Sometimes a recipe will call for 2-1/2 to 3 cups of sugar per gallon. If added all at once, the must may become too sweet for some yeasts to activate. Fermentation occurs when liquid containing soluble sugar and trace nutrients passes through the cell walls of yeasts, is acted upon by enzymes and consumed, and alcohol and carbon dioxide are expelled through the cell walls as waste by-products. If the specific gravity of the must is too high, the alcohol and carbon dioxide cannot be expelled through the cell walls and the yeasts die of self-inflicted toxic poisoning. Thus, when adding large amounts of sugar per gallon to the must, it is always better to add half initially and the remainder in stages a few days apart. In this way the S.G. is never raised so high as to threaten the yeast, but the required sugar is still delivered.
Stuck Fermentation: A stuck fermentation is one that has started and then stopped prematurely. This is usually caused by a lack of nutrients or acid, but not sugar, or a change in temperature disagreeable to the yeast.
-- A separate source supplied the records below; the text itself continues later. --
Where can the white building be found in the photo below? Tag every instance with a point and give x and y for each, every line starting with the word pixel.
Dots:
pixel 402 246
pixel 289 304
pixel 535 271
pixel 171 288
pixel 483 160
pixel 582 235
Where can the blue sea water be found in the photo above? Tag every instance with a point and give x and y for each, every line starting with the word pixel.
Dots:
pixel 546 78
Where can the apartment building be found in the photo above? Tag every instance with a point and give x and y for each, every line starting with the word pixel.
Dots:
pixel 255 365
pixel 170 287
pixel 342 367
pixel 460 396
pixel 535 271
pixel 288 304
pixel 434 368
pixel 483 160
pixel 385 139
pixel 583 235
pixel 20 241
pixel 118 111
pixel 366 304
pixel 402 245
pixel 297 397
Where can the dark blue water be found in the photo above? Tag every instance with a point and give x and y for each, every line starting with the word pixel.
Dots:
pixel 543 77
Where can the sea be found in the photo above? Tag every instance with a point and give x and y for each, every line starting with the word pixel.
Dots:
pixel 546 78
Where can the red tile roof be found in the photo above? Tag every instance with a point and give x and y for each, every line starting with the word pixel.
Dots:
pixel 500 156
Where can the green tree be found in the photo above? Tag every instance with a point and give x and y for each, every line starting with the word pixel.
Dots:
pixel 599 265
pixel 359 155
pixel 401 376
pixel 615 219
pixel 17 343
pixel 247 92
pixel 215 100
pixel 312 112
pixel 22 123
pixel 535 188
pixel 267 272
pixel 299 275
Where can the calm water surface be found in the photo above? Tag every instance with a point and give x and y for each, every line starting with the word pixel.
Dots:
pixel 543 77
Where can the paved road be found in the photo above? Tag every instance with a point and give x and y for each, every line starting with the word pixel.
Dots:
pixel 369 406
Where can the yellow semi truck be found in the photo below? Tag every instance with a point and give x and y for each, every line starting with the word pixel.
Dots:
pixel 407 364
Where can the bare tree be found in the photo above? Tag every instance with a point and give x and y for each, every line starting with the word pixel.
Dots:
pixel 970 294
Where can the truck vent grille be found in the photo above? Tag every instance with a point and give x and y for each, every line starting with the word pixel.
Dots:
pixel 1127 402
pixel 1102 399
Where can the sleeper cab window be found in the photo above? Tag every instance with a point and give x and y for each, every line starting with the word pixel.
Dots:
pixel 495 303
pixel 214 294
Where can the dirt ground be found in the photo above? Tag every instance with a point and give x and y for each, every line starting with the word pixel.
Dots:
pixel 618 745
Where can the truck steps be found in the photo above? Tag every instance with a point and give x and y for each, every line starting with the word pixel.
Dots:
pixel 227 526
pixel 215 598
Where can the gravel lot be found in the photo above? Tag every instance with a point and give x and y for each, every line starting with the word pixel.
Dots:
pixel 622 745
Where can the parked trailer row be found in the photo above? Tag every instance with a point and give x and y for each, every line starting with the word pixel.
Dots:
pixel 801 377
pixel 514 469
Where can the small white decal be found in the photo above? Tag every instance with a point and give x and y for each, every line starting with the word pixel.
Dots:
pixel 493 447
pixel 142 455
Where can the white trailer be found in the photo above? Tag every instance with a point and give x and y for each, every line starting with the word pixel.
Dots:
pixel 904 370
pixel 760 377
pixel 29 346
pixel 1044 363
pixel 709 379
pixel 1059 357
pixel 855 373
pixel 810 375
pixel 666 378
When a fermentation sticks, you need to begin taking measurements of the must to determine what the problem is. Often these will reveal an obvious problem--very low acid, for example--but on rare occasions there may be several things wrong and none of them obvious. Always correct an acid deficient must with acid blend as opposed to citric or tartaric acid alone. It doesn't hurt to add yeast nutrient (1/2 teaspoon per gallon of must) and yeast energizer, too (1/4 teaspoon per gallon of must is sufficient).
After correcting perceived deficiencies and bringing the must to 70° F., wait three days for the fermentation to restart. If it does not, set aside 1/2 cup of must and add to it a cup of warm (100¦ F.) water. Over this sprinkle a good yeast known to do well at restarting stuck fermentations, such as Red Star Premier Curvee (also known as Prise de Mousse) or Lalvin K1-V1116 (also known as Montpellier). Cover the sample and allow up to two days to begin fermenting (it will probably start fermenting within hours, but give it time if it doesn't). When the fermentation is vigorous in the sample, add 1/2 teaspoon of yeast nutrient and another 1/2 cup of must from the bulk batch. Stir the sample to dissolve the nutrient, recover, and set aside about 6 hours. If fermentation is still vigorous, add another 1/2 cup of must, recover, and wait 6 hours. If fermentation is still vigorous, gently add half the starter to the bulk must so the starter sort of lays on top of the must. Do not stir. Wait 24 hours and stir shallowly. Wait another 24 hours and stir deeply. If must does not ferment with starter added, add another 1/2 cup to the remaining starter and recover. After 6 hours, add another 1/2 cup of must. Wait 6 hours and follow directions for adding to bulk must.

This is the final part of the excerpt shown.